Reference Management: Tried multiple different software solutions, but keep coming back to Endnote. It just seems to have the best integration with Word and the easiest system for switching reference styles since the journals I submit to often have wildly different styles. My main frustration is that the online search function sucks badly and I have been entirely unable to figure out why. Articles I "know" exist in Pubmed are not found so I end up having to export from google scholar or similar. Also the option to import full text through my library is really hit or miss. I still keep entirely separate Endnote databases for each grant/paper.
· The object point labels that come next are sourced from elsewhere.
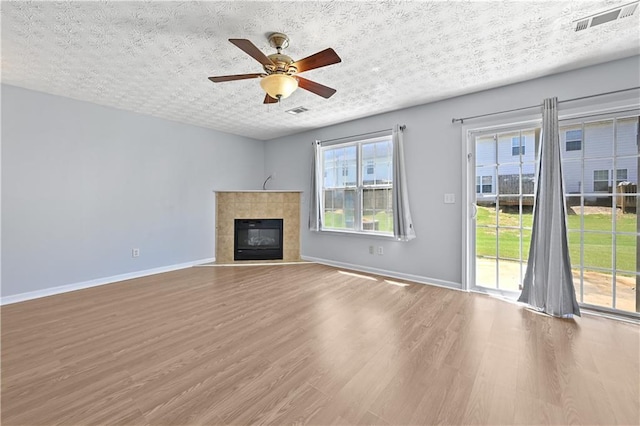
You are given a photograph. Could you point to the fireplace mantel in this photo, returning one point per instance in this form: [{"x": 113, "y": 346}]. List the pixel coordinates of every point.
[
  {"x": 259, "y": 204},
  {"x": 259, "y": 190}
]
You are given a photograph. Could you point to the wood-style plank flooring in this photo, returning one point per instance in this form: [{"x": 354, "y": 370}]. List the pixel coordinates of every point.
[{"x": 307, "y": 344}]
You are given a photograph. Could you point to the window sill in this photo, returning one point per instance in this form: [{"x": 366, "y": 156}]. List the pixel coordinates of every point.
[{"x": 358, "y": 233}]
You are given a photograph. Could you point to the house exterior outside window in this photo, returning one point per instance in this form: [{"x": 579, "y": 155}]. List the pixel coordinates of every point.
[{"x": 601, "y": 181}]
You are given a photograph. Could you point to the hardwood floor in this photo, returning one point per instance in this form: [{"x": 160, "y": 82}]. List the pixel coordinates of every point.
[{"x": 307, "y": 344}]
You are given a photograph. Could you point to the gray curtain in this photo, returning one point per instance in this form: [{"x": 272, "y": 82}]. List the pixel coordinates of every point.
[
  {"x": 315, "y": 194},
  {"x": 548, "y": 282},
  {"x": 402, "y": 223}
]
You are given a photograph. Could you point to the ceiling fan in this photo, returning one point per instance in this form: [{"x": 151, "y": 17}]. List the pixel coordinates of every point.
[{"x": 280, "y": 78}]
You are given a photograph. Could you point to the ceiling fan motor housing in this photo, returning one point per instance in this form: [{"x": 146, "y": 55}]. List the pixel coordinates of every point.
[{"x": 281, "y": 64}]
Feel like it gets too overwhelming otherwise.

Reference Searching: Almost exclusively google scholar for quick off-the-cuff solutions as it seems to cast a wider net - some psychology journals are not in pubmed, some biomed/neuroscience journals are not in PsycInfo, etc. I used to be much more thorough and systematic as a student but now that I know my area pretty well I've become a lot more haphazard. A fair bit of the time, I know the likely authors or a specific article already. For genuinely new topics, I usually look for a few good review papers and branch out from there. Obviously this differs when I'm doing true systematic reviews, but I've trended towards shorter intro/discussion sections in recent years so exhaustive searches have been less necessary.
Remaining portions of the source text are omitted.